Appeal over 1,000 unidentified bodies on missing persons website
There are currently 1,000 unidentified bodies on police files in the UK, some dating back 50 years. Last year, a website featuring facial reconstructions and, in rare cases photos of the dead person's face, was launched in the hope of solving them. So far, none have been solved.
A young man found hanged in secluded woods and a mystery body washed up on a beach are just two unsolved cases which have baffled Teesside detectives for years.
What little is known about them is detailed on the UK Missing Persons Bureau website along with seven other mystery bodies found in the North East and Cumbria.
Det Insp Paul Tait, head of Cleveland Police's force intelligence bureau, is aware the website is a long shot.
"It's clutching at straws a bit, but someone might be looking on the website and some little detail might jog a memory.

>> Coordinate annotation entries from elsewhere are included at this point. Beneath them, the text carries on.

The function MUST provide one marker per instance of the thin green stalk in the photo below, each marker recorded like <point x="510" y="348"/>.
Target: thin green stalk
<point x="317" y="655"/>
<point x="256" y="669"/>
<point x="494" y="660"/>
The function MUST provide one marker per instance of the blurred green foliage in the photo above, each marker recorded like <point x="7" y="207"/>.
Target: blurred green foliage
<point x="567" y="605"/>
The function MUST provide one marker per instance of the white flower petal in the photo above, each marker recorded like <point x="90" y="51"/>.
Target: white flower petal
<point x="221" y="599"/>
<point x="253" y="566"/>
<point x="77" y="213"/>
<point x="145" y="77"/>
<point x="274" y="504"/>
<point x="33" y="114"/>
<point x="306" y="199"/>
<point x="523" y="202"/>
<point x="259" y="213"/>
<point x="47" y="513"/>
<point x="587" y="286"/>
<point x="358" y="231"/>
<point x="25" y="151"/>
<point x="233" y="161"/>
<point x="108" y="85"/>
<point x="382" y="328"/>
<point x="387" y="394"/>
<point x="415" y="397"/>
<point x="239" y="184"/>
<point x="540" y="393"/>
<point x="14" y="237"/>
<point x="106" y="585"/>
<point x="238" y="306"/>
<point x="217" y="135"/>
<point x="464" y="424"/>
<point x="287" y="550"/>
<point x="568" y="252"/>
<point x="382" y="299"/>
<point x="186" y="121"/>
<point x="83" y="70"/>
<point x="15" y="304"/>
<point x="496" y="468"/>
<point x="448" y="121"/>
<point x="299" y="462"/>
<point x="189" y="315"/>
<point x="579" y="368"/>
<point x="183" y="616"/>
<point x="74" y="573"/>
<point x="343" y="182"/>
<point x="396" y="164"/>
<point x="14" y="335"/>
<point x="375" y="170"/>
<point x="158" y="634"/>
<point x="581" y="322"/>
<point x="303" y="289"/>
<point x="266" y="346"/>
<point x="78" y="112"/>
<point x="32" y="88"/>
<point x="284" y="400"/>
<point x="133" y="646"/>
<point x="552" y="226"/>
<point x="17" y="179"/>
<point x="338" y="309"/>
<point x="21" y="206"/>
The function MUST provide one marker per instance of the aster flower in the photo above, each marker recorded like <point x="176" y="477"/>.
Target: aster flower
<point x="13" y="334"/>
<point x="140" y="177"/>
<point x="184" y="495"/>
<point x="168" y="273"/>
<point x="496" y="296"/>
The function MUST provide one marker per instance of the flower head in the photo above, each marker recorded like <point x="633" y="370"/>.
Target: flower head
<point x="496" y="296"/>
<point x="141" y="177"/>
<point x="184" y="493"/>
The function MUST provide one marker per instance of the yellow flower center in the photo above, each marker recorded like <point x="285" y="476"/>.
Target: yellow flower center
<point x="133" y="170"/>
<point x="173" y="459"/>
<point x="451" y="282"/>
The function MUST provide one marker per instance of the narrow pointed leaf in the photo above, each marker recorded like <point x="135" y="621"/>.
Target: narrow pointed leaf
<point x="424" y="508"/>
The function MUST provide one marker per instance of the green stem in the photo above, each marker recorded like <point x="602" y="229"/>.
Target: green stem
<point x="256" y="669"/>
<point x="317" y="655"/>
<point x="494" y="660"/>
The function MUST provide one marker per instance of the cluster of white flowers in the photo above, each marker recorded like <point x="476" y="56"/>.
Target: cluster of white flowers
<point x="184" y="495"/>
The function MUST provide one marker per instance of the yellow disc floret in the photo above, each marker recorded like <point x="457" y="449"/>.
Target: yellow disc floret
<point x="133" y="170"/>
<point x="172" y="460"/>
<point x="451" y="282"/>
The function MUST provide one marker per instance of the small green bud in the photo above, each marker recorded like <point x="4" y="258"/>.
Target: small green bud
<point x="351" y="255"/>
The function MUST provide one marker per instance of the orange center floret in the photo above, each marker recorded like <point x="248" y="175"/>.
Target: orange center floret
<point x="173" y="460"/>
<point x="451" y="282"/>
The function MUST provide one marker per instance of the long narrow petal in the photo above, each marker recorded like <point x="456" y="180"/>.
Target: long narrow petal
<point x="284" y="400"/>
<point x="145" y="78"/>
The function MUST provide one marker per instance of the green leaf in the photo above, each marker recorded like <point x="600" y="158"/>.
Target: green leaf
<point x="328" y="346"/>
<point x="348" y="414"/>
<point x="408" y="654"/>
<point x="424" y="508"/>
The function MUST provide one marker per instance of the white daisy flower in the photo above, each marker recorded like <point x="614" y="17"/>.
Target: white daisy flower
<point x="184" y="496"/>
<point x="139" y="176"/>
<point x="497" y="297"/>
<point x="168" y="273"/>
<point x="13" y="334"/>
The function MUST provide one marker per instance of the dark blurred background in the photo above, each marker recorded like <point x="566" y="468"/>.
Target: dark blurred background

"But I don't like having unsolved cases because there is always that possibility that foul play has been involved, and I want to rule that out," he added.
Sometimes all scientist have to work with is a body part or bones.
In 1999, a trawler found a skull, 15 miles off the coast of Blyth, Northumberland.
Scientists determined it was a man, narrowed the age to between 30 and 40 years, and that he had been dead for more than six months, but less than 10 years.
Yet, despite being on the missing person's website for seven months, there have been no new leads.
DNA samples are taken and stored and, if someone believes they may be related to a missing person, their DNA can be tested and compared.
"Within reason if it was a credible line of enquiry - all unidentified bodies found will have a forensic examination conducted," Mr Tait explained.
Cleveland Police is informed of 3,000 deaths every year - only a fraction are foul play.
The oldest case is the body washed up in 1970 at Redcar.
It was so decomposed that the sex could not even be determined and the age was recorded as anything between 21 and 100.
The only real clue was a black boot, very well preserved but unfortunately not very distinctive.
He said: "The problem with remains from the water is that they can have been there a long time, and have travelled some distance.
"The chances are that a person washed up here could be from abroad," he explained.
Another case is that of a young man found hanged near the A178 Graythorpe to Seal Sands Road in Hartlepool in 1981.
Even thought he had only been there a day, was fully clothed and had 'Sayer' written on the inside of his trainers, the case is still open 30 years on.
Police estimate he was aged between 20 and 30 but, although no foul play is suspected, it cannot be ruled out while the case is unsolved.
Another inquiry to remain open is that of a body washed up on the banks of the River Wear in 1992.
It was the badly decomposed lower half of a man aged 55 to 65, but with some small, unique features such as a gold, horseshoe earring.
He was also carrying a box of Altoids seriously strong peppermints made in York.
Once the police have finished, it is up to the local authority to bury and cremate any remains.
Certain cases do not feature on the site including babies and partial remains, such as single bones, as publicity would be pointless.
A spokesman for the Missing Person's Bureau said: "The aim of the site is to bring closure to the families and friends of the people featured.
"With new unidentified person cases we rely on modern forensic techniques but on older cases we believe that publicity is the best chance of getting images recognised."